Listening to students share eloquent reflections on their definition of manhood was inspirational and pushed us each to commit to implement or revive boys’ groups in our respective settings.
Hearing a principal say: ‘Yes, it’s actually incredibly difficult to see this through and there are times we want to quit’ is humanizing and unites us in the messy and challenging nature of doing the best we can for our kids.
Seeing students engage in thoughtful conversation after watching Philadelphia reminds us all of the capacity students have to go deep and make connections from homophobia to racism to their own lives.

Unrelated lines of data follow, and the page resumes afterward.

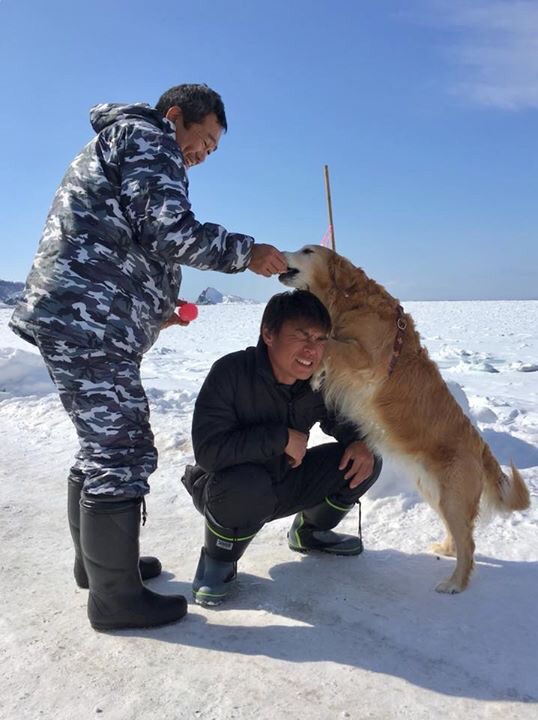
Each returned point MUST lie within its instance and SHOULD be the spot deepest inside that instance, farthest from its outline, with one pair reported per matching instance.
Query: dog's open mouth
(290, 272)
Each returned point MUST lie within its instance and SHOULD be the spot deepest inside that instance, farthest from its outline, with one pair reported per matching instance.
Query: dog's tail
(502, 492)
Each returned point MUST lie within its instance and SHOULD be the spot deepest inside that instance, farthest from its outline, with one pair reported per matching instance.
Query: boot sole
(103, 627)
(341, 553)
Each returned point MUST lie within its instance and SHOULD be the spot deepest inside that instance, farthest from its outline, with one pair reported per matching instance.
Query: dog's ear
(345, 276)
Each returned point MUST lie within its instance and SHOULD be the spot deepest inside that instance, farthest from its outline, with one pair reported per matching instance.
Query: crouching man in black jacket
(250, 433)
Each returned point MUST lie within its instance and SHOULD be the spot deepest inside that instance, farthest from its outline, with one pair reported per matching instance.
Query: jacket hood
(106, 114)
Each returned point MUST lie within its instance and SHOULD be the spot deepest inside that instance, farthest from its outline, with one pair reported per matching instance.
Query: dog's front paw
(448, 586)
(445, 548)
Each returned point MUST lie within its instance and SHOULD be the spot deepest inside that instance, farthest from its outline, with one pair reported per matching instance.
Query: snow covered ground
(321, 638)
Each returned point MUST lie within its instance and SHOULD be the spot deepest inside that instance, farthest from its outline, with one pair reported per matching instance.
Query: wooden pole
(329, 207)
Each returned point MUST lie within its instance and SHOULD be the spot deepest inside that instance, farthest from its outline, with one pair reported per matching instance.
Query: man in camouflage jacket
(104, 281)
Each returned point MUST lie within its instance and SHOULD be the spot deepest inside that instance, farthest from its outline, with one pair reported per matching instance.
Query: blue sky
(425, 111)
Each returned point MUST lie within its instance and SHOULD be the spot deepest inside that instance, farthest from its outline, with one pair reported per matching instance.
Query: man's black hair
(195, 101)
(295, 305)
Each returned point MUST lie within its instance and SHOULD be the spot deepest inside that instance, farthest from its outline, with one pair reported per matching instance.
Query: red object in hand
(186, 311)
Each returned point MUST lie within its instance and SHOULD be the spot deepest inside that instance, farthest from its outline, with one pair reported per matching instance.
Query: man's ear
(267, 336)
(174, 113)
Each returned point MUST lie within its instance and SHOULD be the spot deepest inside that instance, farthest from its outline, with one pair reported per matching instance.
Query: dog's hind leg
(458, 506)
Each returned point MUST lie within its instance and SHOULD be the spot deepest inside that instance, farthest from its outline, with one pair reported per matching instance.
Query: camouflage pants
(104, 397)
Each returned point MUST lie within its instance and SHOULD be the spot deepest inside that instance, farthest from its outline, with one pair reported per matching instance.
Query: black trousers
(246, 495)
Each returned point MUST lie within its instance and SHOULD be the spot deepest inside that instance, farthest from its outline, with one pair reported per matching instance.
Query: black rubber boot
(217, 568)
(149, 566)
(311, 530)
(109, 533)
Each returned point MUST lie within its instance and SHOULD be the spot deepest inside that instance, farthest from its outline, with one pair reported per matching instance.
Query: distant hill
(10, 292)
(212, 296)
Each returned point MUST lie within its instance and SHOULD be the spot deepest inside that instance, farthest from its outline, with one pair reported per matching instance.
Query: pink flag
(326, 239)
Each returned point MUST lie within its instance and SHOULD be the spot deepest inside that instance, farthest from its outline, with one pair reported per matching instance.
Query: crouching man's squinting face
(296, 351)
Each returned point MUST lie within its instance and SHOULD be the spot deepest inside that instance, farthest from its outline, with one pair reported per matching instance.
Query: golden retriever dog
(377, 374)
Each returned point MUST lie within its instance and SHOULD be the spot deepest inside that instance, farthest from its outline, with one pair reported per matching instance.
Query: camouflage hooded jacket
(107, 270)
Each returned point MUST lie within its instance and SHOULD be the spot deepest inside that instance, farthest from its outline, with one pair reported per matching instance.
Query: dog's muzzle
(290, 272)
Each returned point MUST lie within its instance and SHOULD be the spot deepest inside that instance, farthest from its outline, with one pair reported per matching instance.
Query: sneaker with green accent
(311, 530)
(214, 580)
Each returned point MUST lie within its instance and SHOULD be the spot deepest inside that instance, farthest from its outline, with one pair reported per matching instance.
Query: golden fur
(409, 412)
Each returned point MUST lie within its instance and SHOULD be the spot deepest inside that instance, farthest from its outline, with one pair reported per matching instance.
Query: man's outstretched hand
(266, 260)
(360, 460)
(296, 448)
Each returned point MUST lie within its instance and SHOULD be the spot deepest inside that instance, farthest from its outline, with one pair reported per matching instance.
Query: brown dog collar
(401, 324)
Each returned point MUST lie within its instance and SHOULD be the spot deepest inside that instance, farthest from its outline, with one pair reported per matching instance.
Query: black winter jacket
(242, 414)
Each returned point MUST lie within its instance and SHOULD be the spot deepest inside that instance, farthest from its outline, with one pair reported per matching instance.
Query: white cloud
(494, 50)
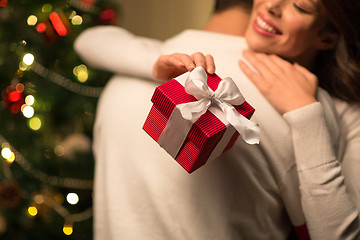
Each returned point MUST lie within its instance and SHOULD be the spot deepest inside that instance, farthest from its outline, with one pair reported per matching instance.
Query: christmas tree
(47, 111)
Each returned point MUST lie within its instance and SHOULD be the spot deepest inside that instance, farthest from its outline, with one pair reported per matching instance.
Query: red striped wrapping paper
(204, 134)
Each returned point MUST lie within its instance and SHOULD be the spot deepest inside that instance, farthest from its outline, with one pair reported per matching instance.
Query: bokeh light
(28, 59)
(32, 20)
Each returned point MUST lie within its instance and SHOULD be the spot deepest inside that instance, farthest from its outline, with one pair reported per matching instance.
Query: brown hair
(339, 69)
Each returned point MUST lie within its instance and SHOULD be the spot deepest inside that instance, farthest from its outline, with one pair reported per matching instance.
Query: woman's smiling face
(288, 28)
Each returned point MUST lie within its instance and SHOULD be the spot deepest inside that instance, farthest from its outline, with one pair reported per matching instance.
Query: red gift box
(207, 138)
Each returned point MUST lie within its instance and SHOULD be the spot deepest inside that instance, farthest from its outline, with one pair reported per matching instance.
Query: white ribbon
(226, 95)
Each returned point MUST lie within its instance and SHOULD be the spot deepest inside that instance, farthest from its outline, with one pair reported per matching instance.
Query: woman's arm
(117, 50)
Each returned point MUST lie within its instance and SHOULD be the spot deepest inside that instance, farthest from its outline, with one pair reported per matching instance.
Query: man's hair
(221, 5)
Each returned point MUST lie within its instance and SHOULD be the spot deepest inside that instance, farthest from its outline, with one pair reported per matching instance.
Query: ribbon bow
(225, 96)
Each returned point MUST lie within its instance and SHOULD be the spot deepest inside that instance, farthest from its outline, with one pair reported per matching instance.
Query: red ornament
(3, 3)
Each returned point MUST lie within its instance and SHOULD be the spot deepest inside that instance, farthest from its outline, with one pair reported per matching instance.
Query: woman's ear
(327, 40)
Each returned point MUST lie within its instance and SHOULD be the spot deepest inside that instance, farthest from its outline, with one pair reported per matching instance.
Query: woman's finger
(307, 74)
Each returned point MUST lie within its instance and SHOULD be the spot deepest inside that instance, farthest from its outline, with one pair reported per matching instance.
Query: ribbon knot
(224, 97)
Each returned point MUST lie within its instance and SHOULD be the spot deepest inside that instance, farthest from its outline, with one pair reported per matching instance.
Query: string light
(28, 111)
(32, 20)
(6, 153)
(81, 73)
(43, 177)
(28, 59)
(46, 8)
(65, 82)
(29, 100)
(76, 20)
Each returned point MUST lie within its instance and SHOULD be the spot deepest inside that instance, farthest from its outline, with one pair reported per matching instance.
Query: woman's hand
(170, 66)
(286, 86)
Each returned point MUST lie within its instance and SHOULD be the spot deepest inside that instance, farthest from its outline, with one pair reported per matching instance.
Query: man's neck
(232, 21)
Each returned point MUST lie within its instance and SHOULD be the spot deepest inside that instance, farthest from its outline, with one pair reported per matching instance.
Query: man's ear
(327, 40)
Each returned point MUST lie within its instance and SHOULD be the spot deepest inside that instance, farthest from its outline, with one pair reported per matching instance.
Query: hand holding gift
(198, 116)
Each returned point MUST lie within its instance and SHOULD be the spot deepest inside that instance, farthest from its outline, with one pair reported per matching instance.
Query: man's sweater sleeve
(329, 210)
(117, 50)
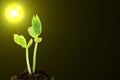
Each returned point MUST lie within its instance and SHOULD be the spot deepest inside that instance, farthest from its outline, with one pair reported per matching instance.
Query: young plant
(20, 40)
(34, 32)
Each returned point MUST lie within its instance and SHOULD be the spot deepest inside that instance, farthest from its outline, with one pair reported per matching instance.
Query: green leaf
(30, 43)
(20, 40)
(36, 24)
(38, 40)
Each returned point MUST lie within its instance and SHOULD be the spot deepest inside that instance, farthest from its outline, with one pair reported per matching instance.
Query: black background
(80, 39)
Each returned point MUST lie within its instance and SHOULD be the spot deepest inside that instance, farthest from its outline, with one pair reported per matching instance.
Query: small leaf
(36, 24)
(30, 43)
(20, 40)
(38, 40)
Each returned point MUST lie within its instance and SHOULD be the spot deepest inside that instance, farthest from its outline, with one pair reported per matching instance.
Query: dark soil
(38, 75)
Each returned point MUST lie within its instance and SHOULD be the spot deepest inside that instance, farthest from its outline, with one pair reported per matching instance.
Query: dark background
(80, 39)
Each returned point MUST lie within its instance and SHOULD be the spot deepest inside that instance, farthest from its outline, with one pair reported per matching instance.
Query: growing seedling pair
(34, 31)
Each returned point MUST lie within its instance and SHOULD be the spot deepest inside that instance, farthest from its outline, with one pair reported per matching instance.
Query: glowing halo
(14, 13)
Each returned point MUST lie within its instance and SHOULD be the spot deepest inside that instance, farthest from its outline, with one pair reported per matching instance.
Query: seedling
(34, 31)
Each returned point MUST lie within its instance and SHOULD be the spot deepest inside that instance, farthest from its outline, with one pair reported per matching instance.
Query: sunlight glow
(14, 13)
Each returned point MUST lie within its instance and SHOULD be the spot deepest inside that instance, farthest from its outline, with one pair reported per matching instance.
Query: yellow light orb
(14, 13)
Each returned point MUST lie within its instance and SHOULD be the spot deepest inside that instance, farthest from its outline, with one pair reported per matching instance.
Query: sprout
(34, 32)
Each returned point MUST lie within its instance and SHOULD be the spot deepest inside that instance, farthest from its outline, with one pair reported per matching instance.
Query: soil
(38, 75)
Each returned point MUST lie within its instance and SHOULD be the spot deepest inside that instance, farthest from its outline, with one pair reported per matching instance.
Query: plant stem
(34, 57)
(27, 61)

Indeed, if a picture is worth a thousand words, a school visit is worth a million. When we read about successful initiatives, they’re often presented as polished, in their finished form. But anyone who works in a school knows that the path to success is full of twists and turns. Good work is happening in many contexts; every educator has good work to share and ways they can and should improve.
Each of us left the visits with inspiration, ideas, and new convictions to ensure that we make improvements at our schools based on what we learned that day.
Some might ask: aren’t there fundamental differences across different schools?
Yes, there are sometimes differences in policies, budgets, and operations. However, we all commit our professional lives to the education of the children in front of us, children whose siblings, cousins, and neighbors attend other types of schools. The differences between our schools matter far less than the ability to share, learn, and grow together as colleagues.
We encourage our colleagues throughout the city to avail themselves of cross-sector school visits. We have much to learn from each other and we owe it to the students and families of Boston to do so.